The importance of Oscar Wilde in the fight against homophobia will be celebrated this September at the Russell chapel in New York’s Church of the Village in a new installation by the Brooklyn-based artist duo David McDermott and Peter McGough, The Temple of Oscar Wilde (11 September-2 December). The show takes visitors back to Wilde’s era, transforming the chapel into the style of the 19th-century Aesthetic movement that struck Wilde during his 1882-83 visits to the US as “the perfect embodiment… of ‘art for art’s sake’”, says the show's curator Alison Gingeras.
The show will include a series of paintings by McDermott and McGough, modelled after depictions of the Stations of the Cross, that tell the story of the 1895 trial against Wilde for “gross indecency”, his imprisonment and sentence to two years of hard labour. Works on show also pay homage to other martyrs of homophobia, such as Alan Turing, Harvey Milk and Marsha P. Johnson.
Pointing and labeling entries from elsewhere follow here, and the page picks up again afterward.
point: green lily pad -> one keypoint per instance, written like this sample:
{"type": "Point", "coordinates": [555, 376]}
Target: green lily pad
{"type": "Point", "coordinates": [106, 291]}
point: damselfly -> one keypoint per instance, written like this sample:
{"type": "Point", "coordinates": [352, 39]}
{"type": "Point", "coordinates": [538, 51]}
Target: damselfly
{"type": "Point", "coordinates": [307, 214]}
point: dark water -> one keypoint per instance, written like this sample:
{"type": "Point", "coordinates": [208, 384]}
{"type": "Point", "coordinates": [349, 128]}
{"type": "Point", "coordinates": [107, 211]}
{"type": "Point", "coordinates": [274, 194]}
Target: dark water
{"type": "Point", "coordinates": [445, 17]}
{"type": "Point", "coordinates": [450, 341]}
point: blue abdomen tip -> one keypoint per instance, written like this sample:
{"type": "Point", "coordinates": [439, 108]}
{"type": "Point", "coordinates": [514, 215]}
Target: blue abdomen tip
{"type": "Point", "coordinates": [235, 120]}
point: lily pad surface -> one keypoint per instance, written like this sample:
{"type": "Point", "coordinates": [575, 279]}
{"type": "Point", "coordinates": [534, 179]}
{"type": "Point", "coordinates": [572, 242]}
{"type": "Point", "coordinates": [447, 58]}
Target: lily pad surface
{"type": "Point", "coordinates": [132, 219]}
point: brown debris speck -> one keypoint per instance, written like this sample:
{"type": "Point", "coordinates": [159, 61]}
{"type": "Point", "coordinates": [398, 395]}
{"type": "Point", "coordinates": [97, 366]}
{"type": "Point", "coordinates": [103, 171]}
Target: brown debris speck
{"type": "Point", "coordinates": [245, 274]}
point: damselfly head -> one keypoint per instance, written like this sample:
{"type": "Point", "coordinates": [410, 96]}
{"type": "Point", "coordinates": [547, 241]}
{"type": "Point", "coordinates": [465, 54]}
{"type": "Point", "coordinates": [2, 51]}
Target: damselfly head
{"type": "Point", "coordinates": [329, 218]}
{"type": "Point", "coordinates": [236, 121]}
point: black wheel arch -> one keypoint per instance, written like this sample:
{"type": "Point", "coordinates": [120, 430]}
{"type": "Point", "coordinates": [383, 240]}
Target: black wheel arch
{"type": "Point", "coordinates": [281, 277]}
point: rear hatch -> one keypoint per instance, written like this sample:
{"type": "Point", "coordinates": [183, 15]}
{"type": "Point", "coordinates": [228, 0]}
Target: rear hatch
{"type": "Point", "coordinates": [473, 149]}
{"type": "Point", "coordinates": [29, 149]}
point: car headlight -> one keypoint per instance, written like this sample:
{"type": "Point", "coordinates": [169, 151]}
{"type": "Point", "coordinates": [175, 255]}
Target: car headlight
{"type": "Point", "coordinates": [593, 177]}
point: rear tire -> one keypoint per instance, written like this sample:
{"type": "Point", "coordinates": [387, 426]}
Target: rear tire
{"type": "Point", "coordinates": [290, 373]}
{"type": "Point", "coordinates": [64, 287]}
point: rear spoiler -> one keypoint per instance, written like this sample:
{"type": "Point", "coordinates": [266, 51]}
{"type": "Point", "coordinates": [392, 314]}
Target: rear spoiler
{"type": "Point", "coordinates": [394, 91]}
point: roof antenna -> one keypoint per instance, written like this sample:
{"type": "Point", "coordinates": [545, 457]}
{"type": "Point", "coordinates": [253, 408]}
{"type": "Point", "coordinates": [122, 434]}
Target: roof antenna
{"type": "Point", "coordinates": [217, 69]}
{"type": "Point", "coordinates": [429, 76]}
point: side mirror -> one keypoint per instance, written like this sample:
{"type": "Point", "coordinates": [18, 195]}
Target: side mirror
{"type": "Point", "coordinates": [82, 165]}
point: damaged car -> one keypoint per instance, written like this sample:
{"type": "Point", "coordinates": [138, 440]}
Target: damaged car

During the installation, the chapel will be available for memorials, weddings and other special occasions, and proceeds will benefit the nearby Lesbian, Gay, Bisexual & Transgender Community Center of New York, which collaborated on the exhibition. “I hope a space like this will communicate acceptance and will allow people to feel a kind of aesthetic and experience of humanism, of love, of great beauty,” Gingeras says.
After its New York presentation, The Oscar Wilde Temple is due to be shown at Studio Voltaire in London.